Miró al muchacho con indignación un momento, y se alejó.
El muchacho gritó, con voz salvaje, a la espalda de su camarada:
—¡Bueno, no necesitas enfurecerte por esto!
Pero el otro continuó su camino y no respondió nada.
Cuando su ofendido camarada hubo desaparecido, él se sintió aislado en el espacio. Su fracaso al intentar descubrir la más mínima semejanza en sus puntos de vista le hizo sentirse más angustiado que antes. Nadie parecía tener que debatirse con un problema personal tan terrible como el suyo. Era un proscrito.

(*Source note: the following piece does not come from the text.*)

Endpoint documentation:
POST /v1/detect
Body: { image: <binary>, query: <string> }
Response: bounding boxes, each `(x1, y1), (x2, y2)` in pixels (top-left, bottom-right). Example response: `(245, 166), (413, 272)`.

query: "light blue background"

Se dirigió hacia su tienda lentamente y se tendió en una manta, al lado del soldado alto, que estaba roncando. En la oscuridad contempló visiones de un terror que poseía mil lenguas que iban a hablarle a su espalda y le iban a obligar a escapar, mientras los demás se cuidaban, serenamente, de las necesidades de su país. Admitió que no le iba a ser posible habérselas con este monstruo. Sintió que cada uno de los nervios de su cuerpo iba a convertirse en un oído especial para estas voces, mientras el resto de los hombres permanecería impasible y sordo.
Y mientras se sentía empapado del sudor producido por el dolor de estos pensamientos, podía oír frases tranquilizadoras en voz baja:
—Apuesto cinco.
—Que sean seis.
—Siete.
—Van siete.
Permaneció con la mirada fija en el reflejo rojo y tembloroso de una hoguera sobre la blanca pared de su tienda hasta que, exhausto y enfermo por la monotonía de su sufrimiento, se quedó dormido.